Why?  Simply because through this journey, we have found that if our hope is in... a doctor, a diagnosis, a hook up, an appointment... we will be devastated at every turn.  We simply cannot place our hope in those things.  We've tried.  It doesn't work.  Do we celebrate?  Yes.  Are we grateful?  For sure.  But we have been consistently reminded that our HOPE cannot rest on what is seen, but must rest on what is unseen.  For what is seen is temporary but what is unseen is eternal.  (2 Cor. 4)  We choose to put our hope on what is unseen.  On God.  On the Creator of you and me.  The One who does not change like shifting sand.  Or like health care providers.  Or like Doctor's opinions.  Or like the good and bad news that rolls in and out on a sometimes daily basis.  No, our God is constant.  He is good.  He is provider.  He is sustainer.  He is gracious.  He is faithful.  He is sovereign.  He is peace and hope and love.  That is where and in whom we place our hope.

What's interesting is that I came on here to just give a re-cap on our Doctor's appointment.  And then what came out of my typing fingers was that.  Hmmmm...  Friends, what's more important than you knowing about Jon's appointment is you knowing that God is good.  It's you and I knowing that no matter how much our circumstances change, God does not.   And that His goodness and power and sovereignty is not determined by what our circumstances look like.  Juggling thoughts on God and doctors and modern medicine is a tricky thing.  Around Christmastime, Jon shared on video with our church that he had realized he had inadvertently started saying to God, "Hey God.  If you don't heal me, I have a Doctor that will."  Somewhere along this road, he had taken his hope and moved it away from God's hands and into the Doctors hands.  And then when the Doctor said he couldn't help how we had expected, Jon realized the devastation he was feeling was because his hope had been hanging on the Doctor's words and ability.  Not on God's sovereignty.  It's those little "pings" in life that help get us back on track.  They help focus us.  They help remind us of who actually holds our future.  I'm grateful for those pings.  Those reminders.  Because although we walked out of today's appointment a bit shell shocked, we had not lost our hope.  We did not feel despair.  We are confident God is present and He is with us.  That is Good.

In our appointment with Dr. Crow, he informed us of 2 big things.

1) Jon is at risk of drying out his cornea.  This would not be good.  (huge understatement)  Jon needs to sleep with a special ointment in his eye every night and tape his eye closed - either under an eye patch or with gauze and tape.  Until now, Jon has been manually closing his eye at night and believing it stays closed all night.  Unfortunately, what is probably happening, is that his eye is "almost" staying closed.  So for 8-10 hours, his eye is getting dried out.  So he starts each day with major eye pain and it worsens as time goes on.

2) Jon needs eye surgery.  To protect Jon's eye from the air and debris, something needs to be done since Jon cannot blink on his own.  Until today, Jon and I believed getting a gold weight surgically put into his eyelid was the best solution.  This would allow him to blink!   We honestly were thinking we would be booking a "gold weight surgery appointment" today with Dr. Crow.  However, Dr.

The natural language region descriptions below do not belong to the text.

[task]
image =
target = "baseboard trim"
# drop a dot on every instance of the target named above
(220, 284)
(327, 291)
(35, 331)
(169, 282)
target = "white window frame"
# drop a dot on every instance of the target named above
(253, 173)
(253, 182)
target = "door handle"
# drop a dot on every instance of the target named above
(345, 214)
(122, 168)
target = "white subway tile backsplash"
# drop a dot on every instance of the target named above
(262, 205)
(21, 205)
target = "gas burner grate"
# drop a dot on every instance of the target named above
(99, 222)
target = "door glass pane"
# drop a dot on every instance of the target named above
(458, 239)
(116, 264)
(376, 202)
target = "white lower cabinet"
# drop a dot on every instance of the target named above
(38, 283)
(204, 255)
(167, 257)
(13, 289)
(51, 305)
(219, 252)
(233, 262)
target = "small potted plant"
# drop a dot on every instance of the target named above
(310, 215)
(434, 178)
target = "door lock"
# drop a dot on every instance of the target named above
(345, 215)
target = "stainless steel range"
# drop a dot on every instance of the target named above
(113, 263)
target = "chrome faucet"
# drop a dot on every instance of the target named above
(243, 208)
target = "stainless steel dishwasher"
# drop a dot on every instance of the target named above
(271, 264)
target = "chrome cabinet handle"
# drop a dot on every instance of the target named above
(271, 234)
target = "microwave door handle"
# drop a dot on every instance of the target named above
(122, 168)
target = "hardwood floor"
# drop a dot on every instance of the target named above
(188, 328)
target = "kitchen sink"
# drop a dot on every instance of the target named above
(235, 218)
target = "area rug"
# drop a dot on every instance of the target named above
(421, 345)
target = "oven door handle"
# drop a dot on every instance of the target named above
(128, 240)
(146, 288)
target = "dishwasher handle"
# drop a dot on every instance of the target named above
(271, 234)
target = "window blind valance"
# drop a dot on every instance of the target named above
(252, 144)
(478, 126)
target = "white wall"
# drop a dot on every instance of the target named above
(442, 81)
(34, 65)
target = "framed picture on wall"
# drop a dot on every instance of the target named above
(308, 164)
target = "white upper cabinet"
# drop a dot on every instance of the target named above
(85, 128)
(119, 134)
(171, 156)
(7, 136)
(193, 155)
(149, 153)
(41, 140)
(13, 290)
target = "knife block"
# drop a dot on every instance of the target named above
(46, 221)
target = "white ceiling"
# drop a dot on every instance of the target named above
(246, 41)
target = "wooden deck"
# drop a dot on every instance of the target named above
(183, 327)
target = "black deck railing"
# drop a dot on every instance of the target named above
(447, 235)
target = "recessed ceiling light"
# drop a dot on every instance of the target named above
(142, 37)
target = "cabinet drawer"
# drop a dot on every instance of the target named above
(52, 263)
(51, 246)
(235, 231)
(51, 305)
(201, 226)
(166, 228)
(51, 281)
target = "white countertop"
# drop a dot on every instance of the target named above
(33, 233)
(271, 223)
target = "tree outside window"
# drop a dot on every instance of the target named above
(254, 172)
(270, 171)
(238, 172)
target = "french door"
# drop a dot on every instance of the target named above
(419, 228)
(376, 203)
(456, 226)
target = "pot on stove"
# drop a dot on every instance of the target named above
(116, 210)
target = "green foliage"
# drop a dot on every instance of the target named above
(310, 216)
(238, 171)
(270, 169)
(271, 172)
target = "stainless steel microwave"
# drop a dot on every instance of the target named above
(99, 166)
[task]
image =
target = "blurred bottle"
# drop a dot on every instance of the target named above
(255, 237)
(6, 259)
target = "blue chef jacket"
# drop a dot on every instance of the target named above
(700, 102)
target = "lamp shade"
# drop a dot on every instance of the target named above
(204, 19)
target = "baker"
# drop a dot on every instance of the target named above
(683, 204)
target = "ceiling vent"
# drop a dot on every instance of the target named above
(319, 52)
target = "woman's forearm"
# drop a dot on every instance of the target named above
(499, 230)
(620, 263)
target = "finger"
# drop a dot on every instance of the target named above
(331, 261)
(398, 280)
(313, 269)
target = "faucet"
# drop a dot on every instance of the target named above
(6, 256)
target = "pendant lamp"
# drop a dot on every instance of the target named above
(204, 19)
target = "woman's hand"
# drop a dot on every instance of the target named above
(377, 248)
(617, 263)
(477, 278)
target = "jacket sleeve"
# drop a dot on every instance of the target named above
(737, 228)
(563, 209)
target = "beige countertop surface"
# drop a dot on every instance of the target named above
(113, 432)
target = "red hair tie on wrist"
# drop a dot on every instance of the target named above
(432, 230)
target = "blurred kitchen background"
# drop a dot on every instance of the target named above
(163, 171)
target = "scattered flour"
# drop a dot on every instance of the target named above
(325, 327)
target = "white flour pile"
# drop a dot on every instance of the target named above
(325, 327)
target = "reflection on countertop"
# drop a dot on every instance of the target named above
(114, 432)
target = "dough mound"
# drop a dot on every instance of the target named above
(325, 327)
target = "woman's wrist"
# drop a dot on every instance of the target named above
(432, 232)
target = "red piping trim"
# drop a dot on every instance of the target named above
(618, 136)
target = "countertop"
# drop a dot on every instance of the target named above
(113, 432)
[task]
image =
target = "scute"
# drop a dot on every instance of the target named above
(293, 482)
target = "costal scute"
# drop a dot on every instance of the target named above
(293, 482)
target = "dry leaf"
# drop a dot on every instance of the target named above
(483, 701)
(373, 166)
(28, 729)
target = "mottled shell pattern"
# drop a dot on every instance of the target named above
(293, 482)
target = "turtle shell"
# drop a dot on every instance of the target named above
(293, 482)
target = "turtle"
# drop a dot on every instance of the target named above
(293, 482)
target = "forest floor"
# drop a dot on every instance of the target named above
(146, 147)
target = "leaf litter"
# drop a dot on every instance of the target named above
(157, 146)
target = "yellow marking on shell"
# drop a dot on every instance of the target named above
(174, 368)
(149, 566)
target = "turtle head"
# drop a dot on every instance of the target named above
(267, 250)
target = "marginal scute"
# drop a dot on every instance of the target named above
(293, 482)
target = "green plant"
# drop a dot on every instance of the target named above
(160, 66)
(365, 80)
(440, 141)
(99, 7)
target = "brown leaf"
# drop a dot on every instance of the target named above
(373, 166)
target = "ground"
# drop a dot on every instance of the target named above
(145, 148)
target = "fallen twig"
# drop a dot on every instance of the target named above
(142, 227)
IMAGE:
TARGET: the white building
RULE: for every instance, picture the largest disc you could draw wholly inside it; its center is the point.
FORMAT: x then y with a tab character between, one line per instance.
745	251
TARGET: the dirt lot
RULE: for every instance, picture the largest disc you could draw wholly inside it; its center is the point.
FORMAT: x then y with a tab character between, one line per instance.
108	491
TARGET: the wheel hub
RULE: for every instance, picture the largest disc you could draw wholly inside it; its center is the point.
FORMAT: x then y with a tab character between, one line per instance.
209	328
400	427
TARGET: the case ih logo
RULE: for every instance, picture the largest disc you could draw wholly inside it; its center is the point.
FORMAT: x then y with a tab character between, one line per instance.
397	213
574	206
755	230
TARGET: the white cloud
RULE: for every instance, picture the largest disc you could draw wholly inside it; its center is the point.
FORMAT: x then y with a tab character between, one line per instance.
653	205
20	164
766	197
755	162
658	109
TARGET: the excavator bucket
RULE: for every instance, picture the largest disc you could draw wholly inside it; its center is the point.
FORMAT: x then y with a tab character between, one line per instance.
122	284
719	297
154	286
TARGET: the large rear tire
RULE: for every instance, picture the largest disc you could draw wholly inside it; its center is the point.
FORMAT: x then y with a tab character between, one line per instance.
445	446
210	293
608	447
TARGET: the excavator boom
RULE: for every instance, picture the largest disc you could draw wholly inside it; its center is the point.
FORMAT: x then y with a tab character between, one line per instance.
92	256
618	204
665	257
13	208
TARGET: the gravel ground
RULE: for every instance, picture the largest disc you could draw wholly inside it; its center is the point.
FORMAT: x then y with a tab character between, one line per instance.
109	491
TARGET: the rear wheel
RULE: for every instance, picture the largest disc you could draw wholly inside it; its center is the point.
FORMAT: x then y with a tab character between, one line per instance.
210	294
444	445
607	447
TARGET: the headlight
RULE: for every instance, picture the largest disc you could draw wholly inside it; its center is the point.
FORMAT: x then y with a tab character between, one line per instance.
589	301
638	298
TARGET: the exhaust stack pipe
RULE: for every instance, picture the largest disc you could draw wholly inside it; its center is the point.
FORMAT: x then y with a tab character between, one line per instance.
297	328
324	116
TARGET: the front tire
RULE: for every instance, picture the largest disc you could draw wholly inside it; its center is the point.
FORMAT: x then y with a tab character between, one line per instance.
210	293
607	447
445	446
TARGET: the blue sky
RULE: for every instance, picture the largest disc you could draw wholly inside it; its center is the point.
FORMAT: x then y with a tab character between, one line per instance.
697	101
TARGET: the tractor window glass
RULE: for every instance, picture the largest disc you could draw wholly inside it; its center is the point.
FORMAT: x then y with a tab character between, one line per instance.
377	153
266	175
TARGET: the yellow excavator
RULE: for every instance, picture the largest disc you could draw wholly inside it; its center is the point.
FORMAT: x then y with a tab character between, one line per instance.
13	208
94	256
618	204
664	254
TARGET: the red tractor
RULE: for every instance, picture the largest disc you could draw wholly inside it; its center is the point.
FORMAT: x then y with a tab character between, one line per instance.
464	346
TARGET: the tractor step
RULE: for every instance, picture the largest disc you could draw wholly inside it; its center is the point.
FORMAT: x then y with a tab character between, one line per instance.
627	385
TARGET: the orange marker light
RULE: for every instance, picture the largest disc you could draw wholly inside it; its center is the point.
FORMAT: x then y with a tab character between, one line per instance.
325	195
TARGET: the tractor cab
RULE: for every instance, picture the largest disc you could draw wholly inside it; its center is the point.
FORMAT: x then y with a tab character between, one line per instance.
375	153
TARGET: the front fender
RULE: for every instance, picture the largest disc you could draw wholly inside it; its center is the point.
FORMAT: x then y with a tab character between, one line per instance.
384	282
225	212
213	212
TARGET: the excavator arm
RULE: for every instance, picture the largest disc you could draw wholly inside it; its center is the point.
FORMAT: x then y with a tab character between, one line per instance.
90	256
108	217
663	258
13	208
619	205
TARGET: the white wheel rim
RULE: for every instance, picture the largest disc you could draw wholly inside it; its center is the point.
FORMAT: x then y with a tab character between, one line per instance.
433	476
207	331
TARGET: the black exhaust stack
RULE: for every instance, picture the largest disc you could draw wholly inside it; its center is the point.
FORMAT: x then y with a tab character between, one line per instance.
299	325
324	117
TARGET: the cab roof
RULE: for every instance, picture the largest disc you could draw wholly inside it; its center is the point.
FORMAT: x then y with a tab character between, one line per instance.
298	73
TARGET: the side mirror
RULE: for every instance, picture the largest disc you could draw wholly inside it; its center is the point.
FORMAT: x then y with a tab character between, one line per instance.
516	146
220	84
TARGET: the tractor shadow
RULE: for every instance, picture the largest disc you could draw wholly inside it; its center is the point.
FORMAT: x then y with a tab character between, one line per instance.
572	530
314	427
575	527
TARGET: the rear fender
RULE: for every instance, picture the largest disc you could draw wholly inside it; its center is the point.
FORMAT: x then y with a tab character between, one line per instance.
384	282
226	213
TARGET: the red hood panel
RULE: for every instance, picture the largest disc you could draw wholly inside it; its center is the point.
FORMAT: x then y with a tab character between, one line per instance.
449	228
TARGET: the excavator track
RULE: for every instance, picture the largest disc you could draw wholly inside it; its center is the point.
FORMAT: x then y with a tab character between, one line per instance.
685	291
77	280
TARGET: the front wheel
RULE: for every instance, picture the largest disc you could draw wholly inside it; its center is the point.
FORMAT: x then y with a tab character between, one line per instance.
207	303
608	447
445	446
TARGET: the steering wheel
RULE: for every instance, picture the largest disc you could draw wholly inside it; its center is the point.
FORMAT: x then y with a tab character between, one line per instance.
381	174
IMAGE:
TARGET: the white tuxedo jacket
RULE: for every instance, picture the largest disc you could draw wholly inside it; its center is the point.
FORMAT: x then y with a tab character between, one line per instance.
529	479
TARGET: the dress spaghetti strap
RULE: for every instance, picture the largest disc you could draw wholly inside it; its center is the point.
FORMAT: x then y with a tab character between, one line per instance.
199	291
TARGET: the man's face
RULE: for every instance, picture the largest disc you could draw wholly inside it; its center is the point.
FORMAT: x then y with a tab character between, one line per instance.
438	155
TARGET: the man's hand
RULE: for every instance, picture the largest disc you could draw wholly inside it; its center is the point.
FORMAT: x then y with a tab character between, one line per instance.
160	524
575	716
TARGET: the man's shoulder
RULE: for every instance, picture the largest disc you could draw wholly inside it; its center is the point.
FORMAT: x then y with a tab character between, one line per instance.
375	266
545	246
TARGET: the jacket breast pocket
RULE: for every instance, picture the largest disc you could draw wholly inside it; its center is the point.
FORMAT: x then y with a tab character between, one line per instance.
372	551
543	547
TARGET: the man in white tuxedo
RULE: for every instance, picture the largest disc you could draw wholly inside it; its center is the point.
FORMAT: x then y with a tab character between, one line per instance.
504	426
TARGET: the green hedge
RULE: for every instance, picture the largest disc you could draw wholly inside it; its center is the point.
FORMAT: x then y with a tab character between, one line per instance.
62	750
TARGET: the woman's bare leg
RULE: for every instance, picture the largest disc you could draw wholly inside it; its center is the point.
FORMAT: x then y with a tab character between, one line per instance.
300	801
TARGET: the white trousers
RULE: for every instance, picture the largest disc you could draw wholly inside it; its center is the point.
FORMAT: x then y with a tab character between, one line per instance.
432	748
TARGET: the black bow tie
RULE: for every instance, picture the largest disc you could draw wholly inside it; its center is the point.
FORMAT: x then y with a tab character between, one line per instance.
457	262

Crow informed us that yes, this procedure would help with that.  But it's kind of invasive.  They have to cut the eyelid back, do an incision across the lid, insert the gold weight etc...  He said all of this is fine and dandy if you are looking to have it in for the rest of your life.  But because Jon is only 4 months into his healing journey, there is still a chance that Jon's eye and facial paralysis could heal itself.  (This is always our prayer request.)  We will not know for certain until 12 months post op, if Jon's facial paralysis is permanent or if movement will restore.  If we did the gold weight and then his face restored, he would need to get the gold weight removed.  Thus, another invasive surgery to go through all those steps again.  Each time you do the surgery, there is more scar tissue, etc...  It's just not the best solution for a temporary fix - since we have 8 months of waiting left to do before we know what is permanent.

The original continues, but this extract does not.